Park, a Democrat, said in an interview before the president’s arrival that he appreciated how quickly Biden’s team reached out after the shootings. The following morning, he got a call from Cedric Richmond, the former congressman who leads the White House Office of Public Engagement, to offer condolences and support. Soon after, he learned that Biden was dropping plans for a political event in Georgia and arranging meetings with Asian American leaders.

After meeting with Biden and Harris, Park said in a text message exchange that the two leaders “heard the heartbreak, fear, and anger of the Asian American community and shared our pain.” He added, “Their commitment to continue to fight for all of us gave me hope. They reminded us that we are all in this together, that we are not alone, and that together we will overcome.”

Another meeting participant, Bianca Jyotishi, the Georgia organizing manager for the National Asian Pacific American Women’s Forum, said later, “Asian American women have been the targets of racialized misogyny long before the backlash to COVID-19, and we need a response that tackles the systemic racism and white supremacy that continues to plague our nation.”

The outreach has important political ramifications.
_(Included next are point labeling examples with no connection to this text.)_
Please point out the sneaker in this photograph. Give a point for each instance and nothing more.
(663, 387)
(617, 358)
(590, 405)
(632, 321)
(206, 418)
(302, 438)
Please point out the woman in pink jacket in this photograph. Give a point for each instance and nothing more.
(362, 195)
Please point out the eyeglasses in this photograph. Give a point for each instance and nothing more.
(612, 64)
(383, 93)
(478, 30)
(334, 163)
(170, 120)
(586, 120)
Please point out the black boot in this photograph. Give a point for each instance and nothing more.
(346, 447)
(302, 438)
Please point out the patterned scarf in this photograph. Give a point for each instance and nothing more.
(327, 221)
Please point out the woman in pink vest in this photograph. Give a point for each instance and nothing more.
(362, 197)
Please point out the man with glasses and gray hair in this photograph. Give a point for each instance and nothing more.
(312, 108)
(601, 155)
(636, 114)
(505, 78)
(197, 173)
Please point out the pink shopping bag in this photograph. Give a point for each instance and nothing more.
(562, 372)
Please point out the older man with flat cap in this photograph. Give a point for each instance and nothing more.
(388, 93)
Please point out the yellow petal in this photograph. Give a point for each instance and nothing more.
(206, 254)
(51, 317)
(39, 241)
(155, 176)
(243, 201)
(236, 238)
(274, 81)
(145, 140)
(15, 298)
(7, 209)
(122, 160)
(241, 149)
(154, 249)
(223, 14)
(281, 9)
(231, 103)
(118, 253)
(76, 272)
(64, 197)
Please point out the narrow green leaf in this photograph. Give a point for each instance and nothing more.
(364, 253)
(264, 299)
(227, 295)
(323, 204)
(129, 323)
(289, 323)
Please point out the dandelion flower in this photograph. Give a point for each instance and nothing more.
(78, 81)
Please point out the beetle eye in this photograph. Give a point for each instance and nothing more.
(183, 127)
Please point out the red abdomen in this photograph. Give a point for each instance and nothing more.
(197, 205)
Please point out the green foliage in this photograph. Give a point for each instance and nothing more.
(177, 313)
Democrats hope to solidify their gains in Georgia after Biden’s unexpected victory in the state, and the party’s capture of both Senate seats. Asian Americans are an increasingly influential political force here. Twice as many Asian Americans cast ballots in 2020 compared with 2016.
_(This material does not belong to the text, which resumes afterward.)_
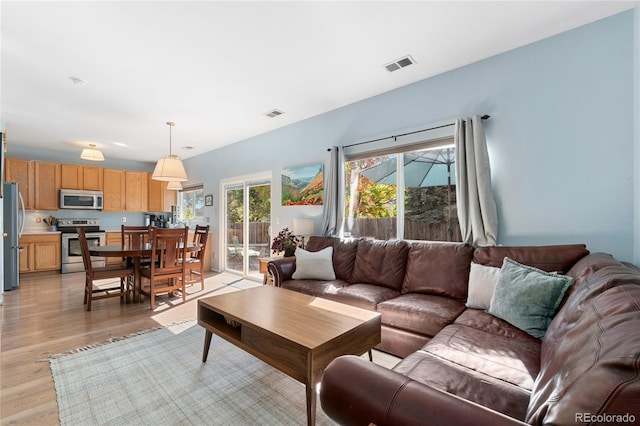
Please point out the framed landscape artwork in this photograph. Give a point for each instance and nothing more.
(302, 186)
“If we didn’t see that surge in turnout, we likely would not have seen Biden win the state,” said Bernard Fraga, a political science professor at Emory University. Nor perhaps would Sens. Jon Ossoff and Raphael Warnock have ousted two Republicans in the runoff elections in January, handing Democrats control of the Senate.

Biden drew a direct line between the runoffs and the $1,400-per-person relief payments that are flowing to households around the country after the passage of the $1.9-trillion American Rescue Plan.

“If anyone ever wondered if voting can change a country, Georgia just showed that you can,” he said.

Biden met with Ossoff and Warnock after his public remarks, and then visited with Stacey Abrams, the Democratic activist and former Georgia state lawmaker, to discuss voting rights.

Republicans in state capitals around the country are pushing new restrictions on voting, fueled by Trump’s baseless allegations that his loss was caused by fraud.

“The president intends to take an active role in voting rights, not just in Washington, but also in states,” Karine Jean-Pierre, deputy press secretary, told reporters on Air Force One. “I think that meeting is an example of his commitment to making sure that happens.”

Before his meetings, Biden stopped at the Centers for Disease Control and Prevention, which is headquartered in Atlanta, to thank officials for their work on the pandemic.

“We owe you a gigantic debt of gratitude, and we will for a long, long, long time,” he said. “Because I hope this is the beginning of the end of not paying attention to what’s going to come again and again and again. We can build all the walls we want, we can have the most powerful armies in the world, but we cannot stop these viruses, other than be aware of where they are and move quickly on them when we find them.”